Indian and Mongolian troops are currently holding a two-week military exercise in Mongolia, following a visit by the Indian army chief to the Central Asian country. In an email interview, Sharad K. Soni, an assistant professor of Mongolian and Central Asian studies at the School of International Studies at Jawaharlal Nehru University, discussed India-Mongolia relations.
WPR: What is the recent history of India-Mongolia relations?
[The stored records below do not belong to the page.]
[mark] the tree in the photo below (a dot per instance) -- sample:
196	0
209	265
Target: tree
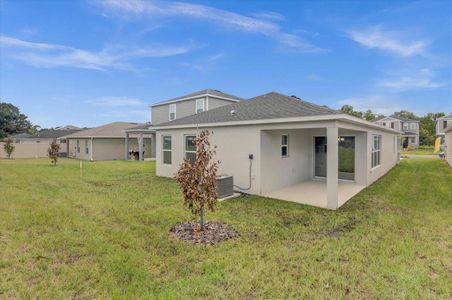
12	121
198	179
9	147
53	152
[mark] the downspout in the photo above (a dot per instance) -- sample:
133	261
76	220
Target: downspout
91	149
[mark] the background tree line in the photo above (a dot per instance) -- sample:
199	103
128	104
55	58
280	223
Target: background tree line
427	123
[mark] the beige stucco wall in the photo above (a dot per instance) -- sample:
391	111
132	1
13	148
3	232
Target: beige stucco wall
160	114
271	171
448	142
26	150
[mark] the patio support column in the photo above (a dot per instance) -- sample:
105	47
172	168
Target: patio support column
126	155
332	164
140	147
153	145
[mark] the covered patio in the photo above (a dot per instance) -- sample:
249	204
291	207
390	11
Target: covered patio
323	167
314	192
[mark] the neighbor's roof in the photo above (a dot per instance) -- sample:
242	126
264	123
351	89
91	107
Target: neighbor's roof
46	134
113	130
403	119
206	92
269	106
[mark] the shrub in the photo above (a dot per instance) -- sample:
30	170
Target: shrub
198	179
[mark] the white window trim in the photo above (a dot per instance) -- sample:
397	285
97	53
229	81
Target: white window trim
202	101
167	150
185	145
376	150
284	145
175	111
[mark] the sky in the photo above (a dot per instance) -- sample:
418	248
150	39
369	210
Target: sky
91	62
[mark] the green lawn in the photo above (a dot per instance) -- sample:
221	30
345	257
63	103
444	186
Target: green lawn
105	234
422	150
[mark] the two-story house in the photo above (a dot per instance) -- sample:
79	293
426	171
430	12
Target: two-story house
441	124
176	108
409	127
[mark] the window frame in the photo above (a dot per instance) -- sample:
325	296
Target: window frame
376	152
185	145
170	150
282	145
172	105
202	101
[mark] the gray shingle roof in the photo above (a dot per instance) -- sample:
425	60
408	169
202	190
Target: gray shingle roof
210	92
403	119
269	106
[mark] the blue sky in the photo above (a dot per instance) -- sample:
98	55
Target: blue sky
92	62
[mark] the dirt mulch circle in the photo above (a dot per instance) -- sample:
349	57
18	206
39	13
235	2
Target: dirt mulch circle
214	232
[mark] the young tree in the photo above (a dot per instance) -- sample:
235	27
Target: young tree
198	179
12	121
9	147
53	152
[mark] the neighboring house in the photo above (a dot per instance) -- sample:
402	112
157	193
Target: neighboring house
177	108
441	124
282	147
448	144
44	136
107	142
410	128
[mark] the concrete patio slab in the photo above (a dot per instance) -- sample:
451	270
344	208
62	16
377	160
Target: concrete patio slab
314	192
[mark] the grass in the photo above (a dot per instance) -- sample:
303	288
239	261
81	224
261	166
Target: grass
422	150
105	234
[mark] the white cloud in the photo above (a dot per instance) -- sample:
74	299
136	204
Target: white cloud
54	55
422	79
390	41
109	101
258	25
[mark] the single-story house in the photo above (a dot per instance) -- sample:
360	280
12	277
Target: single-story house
285	148
31	145
107	142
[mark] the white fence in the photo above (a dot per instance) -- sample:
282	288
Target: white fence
26	150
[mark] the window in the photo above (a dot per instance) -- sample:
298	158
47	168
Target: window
190	148
284	145
199	106
167	148
376	151
172	115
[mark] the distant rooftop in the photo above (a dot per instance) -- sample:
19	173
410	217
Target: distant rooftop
208	92
113	130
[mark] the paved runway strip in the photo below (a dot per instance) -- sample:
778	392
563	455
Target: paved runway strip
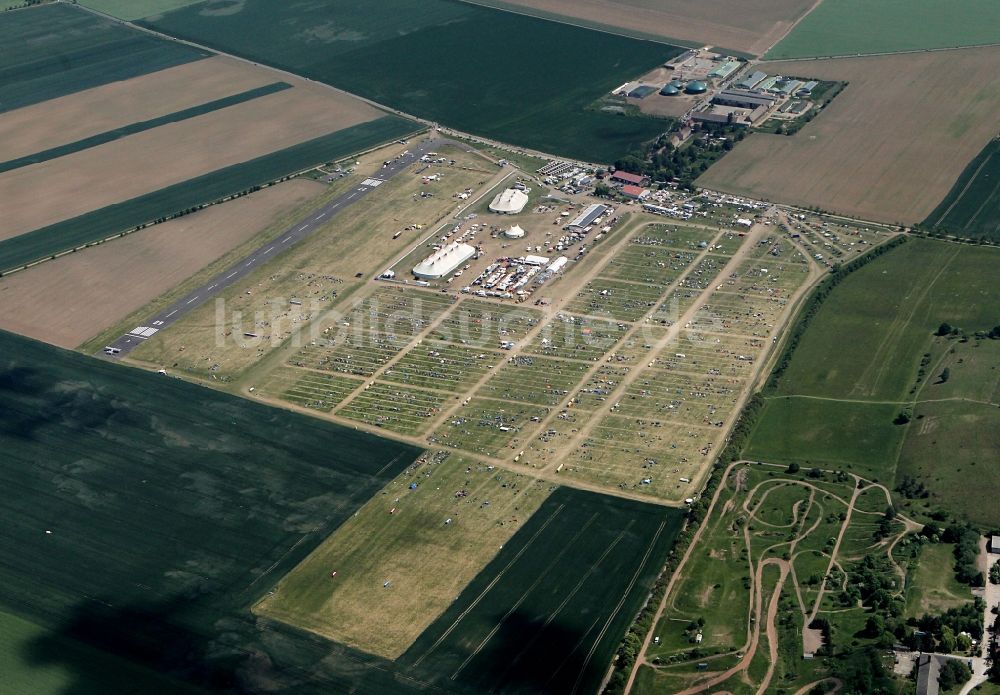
288	238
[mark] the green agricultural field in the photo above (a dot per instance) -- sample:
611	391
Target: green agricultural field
849	27
428	533
53	50
547	614
27	666
857	437
438	59
145	515
767	519
932	588
861	362
100	224
134	128
131	10
972	208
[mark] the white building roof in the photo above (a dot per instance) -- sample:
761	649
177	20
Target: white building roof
442	262
509	202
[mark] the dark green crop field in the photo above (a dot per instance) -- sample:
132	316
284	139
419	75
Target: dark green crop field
207	188
850	27
143	515
506	76
547	615
133	128
972	207
53	50
870	355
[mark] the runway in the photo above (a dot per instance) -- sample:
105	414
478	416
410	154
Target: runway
281	243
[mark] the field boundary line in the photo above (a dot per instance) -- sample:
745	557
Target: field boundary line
618	607
527	592
490	586
558	609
Sharad K. Soni: The two countries, known as "spiritual" neighbors, have been in close contact not only on the basis of their historical relationship, but also on the basis of post-Cold War realities. The Treaty of Friendly Relations and Cooperation, signed in 1994, laid a solid foundation for improving relations. However, the 2009 visit of newly elected Mongolian President Tsakhia Elbegdorj to India changed the extent and pattern of India-Mongolia relations. The move from bilateral ties to a comprehensive partnership reflected the ways in which both sides have redefined their geostrategic interests. Mongolia is critical for a rising India's Asian strategy, while India figures prominently in Mongolia's external relations, now characterized by its "third neighbor" policy. This pragmatic approach recently got a fillip when Indian President Pratibha Devisingh Patil visited Mongolia on July 27-30, the first visit by an Indian president in 23 years.